She bumped shoulders with him as they walked, poking him in the ribs, trying to make him smile. “Come on, Eeyore, cheer up. I’ll make this quick. I just want to see the chamber and see if it looks similar to the one below the Chakmo’ol Temple.”
“And if it does?”
“Then I can theorize that both were built by the same people. After I do some research work back in Cancun, I may be able to come up with a rough date for the pieces and cave art.”
Quint let her continue to lead the way into the mine. She helped him fit her backpack and her dad’s bag through the strangler fig’s roots.

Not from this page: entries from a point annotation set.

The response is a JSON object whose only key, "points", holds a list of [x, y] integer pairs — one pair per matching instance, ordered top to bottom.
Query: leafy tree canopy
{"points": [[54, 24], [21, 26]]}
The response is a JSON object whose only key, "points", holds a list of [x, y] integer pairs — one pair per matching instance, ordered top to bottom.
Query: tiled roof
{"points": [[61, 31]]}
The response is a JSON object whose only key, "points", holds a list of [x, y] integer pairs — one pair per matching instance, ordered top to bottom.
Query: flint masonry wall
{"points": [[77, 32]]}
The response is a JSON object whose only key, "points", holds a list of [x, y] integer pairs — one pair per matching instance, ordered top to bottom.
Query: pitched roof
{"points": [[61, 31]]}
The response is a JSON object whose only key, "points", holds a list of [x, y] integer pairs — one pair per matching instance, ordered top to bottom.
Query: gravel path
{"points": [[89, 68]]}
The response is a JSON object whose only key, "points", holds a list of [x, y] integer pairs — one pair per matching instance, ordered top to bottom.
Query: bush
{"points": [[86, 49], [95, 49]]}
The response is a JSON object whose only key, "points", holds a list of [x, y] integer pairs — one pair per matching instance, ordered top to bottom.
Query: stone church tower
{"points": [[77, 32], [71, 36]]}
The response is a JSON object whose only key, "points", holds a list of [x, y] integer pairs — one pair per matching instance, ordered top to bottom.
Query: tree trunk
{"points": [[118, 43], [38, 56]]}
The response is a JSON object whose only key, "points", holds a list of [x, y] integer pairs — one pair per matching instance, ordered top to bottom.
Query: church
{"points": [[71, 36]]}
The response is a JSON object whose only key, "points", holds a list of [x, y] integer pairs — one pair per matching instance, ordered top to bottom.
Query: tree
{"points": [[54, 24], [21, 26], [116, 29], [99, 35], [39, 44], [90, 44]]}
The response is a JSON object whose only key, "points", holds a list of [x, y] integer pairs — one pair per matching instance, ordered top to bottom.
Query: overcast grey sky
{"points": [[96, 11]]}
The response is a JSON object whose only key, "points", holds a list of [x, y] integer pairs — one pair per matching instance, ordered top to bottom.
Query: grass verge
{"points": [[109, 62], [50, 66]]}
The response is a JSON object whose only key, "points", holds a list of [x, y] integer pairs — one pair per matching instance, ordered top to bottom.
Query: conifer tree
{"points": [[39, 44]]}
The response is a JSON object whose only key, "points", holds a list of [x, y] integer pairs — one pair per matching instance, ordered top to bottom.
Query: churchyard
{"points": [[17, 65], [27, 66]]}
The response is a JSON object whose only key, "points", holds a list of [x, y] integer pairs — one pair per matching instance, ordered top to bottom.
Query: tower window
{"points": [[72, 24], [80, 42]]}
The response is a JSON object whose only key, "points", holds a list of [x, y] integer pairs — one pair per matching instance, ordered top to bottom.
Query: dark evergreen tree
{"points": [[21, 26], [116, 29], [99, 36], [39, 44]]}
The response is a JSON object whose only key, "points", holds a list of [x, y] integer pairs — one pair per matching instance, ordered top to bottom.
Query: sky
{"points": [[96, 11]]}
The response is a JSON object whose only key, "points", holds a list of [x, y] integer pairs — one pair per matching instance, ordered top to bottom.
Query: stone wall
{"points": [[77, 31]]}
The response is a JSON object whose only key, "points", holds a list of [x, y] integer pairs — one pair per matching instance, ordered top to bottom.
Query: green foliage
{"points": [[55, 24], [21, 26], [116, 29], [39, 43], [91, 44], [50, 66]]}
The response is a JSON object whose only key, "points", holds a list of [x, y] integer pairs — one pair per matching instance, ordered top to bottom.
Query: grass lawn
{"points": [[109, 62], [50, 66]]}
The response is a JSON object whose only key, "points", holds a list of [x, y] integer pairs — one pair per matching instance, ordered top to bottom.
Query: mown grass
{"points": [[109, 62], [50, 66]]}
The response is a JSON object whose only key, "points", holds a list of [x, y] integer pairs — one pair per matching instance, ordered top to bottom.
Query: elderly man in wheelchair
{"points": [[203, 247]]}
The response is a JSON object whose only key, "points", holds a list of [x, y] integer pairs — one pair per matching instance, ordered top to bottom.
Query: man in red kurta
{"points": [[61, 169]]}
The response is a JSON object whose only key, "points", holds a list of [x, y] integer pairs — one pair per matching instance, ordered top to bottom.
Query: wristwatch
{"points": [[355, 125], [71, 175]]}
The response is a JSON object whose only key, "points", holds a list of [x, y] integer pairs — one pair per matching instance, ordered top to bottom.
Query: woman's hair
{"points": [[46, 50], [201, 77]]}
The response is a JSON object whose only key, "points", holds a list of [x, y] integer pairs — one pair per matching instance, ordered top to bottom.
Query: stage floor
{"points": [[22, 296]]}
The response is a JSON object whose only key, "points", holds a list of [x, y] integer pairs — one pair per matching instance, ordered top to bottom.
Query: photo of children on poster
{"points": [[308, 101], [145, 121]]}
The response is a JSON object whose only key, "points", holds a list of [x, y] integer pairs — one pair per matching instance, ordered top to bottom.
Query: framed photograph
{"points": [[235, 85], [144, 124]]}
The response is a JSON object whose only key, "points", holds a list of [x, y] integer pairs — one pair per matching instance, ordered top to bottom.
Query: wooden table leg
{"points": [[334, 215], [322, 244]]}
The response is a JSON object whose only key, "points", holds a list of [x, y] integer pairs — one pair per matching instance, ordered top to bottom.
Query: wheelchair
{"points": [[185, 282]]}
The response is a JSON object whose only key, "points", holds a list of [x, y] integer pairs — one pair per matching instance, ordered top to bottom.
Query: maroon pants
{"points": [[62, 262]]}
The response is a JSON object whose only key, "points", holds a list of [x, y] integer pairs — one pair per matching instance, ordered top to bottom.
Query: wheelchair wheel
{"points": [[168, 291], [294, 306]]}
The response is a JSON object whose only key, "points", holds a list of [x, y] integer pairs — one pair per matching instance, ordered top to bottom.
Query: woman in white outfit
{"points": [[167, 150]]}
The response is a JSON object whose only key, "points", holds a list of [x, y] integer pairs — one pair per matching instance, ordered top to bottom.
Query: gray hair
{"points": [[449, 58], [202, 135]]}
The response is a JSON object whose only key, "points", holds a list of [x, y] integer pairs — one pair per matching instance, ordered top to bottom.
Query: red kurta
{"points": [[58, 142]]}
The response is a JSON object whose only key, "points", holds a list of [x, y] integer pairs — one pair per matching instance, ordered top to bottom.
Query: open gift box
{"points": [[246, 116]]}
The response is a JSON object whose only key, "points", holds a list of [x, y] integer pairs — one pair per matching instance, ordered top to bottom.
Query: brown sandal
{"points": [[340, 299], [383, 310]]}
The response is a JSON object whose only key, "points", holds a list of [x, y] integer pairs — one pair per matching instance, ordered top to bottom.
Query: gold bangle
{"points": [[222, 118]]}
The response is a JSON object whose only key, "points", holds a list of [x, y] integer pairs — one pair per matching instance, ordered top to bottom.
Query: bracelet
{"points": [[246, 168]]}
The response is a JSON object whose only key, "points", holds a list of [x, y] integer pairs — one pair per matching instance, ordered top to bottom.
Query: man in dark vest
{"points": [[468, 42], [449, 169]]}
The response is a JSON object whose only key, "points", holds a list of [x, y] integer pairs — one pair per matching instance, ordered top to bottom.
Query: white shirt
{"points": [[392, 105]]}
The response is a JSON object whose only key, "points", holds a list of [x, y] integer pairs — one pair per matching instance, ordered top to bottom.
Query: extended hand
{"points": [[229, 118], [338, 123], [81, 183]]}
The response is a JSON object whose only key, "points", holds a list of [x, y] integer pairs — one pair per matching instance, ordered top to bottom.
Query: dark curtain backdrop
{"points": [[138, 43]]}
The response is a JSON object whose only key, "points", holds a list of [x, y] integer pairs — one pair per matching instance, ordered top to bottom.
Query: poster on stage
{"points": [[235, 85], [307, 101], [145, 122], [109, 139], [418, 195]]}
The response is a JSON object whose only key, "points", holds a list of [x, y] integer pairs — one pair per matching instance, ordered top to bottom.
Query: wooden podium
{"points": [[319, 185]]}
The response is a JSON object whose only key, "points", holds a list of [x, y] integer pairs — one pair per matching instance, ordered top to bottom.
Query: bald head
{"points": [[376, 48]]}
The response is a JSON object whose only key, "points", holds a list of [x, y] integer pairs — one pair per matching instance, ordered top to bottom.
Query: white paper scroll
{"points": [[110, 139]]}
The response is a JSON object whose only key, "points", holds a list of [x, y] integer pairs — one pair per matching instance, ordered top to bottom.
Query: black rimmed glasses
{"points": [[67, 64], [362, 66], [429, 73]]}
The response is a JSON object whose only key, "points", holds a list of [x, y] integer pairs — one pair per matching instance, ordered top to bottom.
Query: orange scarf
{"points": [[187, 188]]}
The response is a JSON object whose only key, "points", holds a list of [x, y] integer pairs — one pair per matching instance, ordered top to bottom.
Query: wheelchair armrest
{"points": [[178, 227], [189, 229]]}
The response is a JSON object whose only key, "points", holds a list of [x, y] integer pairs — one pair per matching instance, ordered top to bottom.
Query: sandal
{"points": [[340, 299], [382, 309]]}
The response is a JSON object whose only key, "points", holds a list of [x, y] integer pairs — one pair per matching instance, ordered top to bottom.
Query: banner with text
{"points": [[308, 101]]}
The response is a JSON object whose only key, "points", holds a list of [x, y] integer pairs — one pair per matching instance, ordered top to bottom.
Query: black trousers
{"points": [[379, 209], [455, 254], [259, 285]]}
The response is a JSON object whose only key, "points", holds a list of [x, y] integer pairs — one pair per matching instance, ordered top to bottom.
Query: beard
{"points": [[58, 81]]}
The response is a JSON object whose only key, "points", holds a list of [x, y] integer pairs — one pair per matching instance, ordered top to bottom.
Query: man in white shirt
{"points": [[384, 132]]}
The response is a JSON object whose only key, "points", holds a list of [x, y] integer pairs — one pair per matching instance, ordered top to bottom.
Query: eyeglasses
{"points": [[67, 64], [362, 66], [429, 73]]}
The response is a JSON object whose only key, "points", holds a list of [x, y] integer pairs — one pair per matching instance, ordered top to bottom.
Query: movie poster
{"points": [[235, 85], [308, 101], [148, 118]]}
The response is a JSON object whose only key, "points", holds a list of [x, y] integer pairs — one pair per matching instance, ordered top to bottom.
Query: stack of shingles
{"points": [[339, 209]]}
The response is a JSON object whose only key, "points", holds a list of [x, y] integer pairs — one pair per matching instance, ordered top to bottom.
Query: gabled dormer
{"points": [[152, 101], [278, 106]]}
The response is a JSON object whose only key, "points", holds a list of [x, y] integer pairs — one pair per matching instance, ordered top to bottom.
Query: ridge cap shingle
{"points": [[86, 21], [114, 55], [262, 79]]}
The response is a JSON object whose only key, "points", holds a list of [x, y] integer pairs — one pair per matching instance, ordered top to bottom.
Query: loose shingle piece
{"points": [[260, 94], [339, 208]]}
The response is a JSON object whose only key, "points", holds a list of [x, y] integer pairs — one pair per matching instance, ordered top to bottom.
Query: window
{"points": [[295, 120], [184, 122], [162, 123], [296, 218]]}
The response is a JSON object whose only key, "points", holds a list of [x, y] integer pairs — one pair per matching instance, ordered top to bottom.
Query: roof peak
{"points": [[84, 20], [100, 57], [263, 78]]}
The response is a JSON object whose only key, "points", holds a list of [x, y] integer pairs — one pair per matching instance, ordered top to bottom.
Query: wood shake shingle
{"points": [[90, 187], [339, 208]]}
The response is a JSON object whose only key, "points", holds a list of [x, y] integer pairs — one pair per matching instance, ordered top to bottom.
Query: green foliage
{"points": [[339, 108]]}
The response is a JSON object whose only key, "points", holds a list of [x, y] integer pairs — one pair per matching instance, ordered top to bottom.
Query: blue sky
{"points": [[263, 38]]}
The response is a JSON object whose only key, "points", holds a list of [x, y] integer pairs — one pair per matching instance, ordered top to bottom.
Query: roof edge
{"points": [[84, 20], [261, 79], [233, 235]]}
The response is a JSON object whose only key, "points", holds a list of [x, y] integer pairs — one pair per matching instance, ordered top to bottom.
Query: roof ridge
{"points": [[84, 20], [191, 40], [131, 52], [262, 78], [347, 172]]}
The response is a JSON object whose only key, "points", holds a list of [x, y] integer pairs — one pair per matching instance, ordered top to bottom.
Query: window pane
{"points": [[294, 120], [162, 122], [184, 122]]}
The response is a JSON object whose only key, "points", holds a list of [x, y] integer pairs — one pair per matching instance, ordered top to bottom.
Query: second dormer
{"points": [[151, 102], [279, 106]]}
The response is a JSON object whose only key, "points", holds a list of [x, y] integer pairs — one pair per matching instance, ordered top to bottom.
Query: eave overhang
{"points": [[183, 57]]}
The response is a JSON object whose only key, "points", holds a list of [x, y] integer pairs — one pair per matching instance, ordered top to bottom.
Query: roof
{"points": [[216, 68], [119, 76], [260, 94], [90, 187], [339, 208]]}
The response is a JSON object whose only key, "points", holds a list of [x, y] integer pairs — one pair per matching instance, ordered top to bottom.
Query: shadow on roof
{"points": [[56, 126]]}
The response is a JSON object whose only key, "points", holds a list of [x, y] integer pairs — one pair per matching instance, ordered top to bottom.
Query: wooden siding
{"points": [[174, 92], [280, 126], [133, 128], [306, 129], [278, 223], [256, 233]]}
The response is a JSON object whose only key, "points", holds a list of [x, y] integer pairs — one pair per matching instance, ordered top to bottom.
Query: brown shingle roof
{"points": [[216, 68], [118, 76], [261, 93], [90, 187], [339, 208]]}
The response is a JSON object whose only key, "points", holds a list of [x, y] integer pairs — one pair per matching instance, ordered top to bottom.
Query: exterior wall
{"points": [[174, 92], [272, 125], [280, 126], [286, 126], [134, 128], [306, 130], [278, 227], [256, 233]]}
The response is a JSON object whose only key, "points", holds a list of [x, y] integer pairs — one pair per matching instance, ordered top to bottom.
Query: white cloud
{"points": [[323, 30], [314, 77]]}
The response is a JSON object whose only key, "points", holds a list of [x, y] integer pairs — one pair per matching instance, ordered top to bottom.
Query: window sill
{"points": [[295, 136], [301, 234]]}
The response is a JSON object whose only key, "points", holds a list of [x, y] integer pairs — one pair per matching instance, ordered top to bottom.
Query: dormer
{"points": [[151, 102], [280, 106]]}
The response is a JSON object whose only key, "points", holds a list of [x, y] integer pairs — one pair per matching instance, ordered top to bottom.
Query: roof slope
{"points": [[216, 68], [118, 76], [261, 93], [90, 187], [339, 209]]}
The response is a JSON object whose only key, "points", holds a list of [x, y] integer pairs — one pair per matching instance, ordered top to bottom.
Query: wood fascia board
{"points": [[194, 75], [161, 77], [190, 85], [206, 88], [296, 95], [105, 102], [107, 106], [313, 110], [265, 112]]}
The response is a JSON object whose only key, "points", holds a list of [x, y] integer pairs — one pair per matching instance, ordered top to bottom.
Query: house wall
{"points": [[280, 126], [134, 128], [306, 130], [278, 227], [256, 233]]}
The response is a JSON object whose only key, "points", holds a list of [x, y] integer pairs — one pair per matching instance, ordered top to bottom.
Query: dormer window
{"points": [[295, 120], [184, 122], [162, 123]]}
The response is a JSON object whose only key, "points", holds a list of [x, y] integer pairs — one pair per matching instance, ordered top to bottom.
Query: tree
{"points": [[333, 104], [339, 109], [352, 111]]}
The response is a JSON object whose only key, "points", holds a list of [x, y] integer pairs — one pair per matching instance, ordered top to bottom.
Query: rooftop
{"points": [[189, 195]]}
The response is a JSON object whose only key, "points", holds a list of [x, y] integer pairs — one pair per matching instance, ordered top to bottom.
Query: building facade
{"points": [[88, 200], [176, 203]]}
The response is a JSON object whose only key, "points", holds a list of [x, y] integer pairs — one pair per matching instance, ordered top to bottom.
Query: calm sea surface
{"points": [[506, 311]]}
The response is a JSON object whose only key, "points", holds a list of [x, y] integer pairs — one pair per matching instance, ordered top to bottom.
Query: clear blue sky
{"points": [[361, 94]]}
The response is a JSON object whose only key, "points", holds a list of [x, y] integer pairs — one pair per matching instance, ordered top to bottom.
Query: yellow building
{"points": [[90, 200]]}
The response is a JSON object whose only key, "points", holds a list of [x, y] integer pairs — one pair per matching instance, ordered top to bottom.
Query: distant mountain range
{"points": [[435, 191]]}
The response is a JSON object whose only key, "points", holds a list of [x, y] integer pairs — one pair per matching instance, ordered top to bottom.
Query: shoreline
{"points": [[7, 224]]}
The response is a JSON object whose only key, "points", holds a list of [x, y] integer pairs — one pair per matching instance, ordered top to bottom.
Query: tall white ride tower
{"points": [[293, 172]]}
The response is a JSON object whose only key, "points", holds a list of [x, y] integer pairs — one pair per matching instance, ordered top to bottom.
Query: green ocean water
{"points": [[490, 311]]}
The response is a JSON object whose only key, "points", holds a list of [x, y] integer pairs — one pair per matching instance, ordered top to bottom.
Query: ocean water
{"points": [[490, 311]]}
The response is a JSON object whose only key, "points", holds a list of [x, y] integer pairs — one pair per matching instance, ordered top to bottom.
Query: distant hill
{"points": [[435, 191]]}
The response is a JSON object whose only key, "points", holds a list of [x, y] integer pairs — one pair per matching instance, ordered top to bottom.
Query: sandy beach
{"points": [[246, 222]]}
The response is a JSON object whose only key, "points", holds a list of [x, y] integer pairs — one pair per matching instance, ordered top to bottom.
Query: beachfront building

“So where are we going?” she asked.
“Uh, into the Maya Underworld?” he asked back as they stepped into the larger chamber. “Or as Pedro calls it, a Maya hellhole.”
She laughed, ducking into the tunnel leading back to the stone wall. “I wasn’t talking about where we are going in this mine. I mean where are we going per the deal I made with you yesterday?”
“Ah. No questions asked, remember?”
“Yeah, but I thought you meant at the time of the deal.”
“I meant no questions asked, period. I’ll let you know where when we’re on our way.”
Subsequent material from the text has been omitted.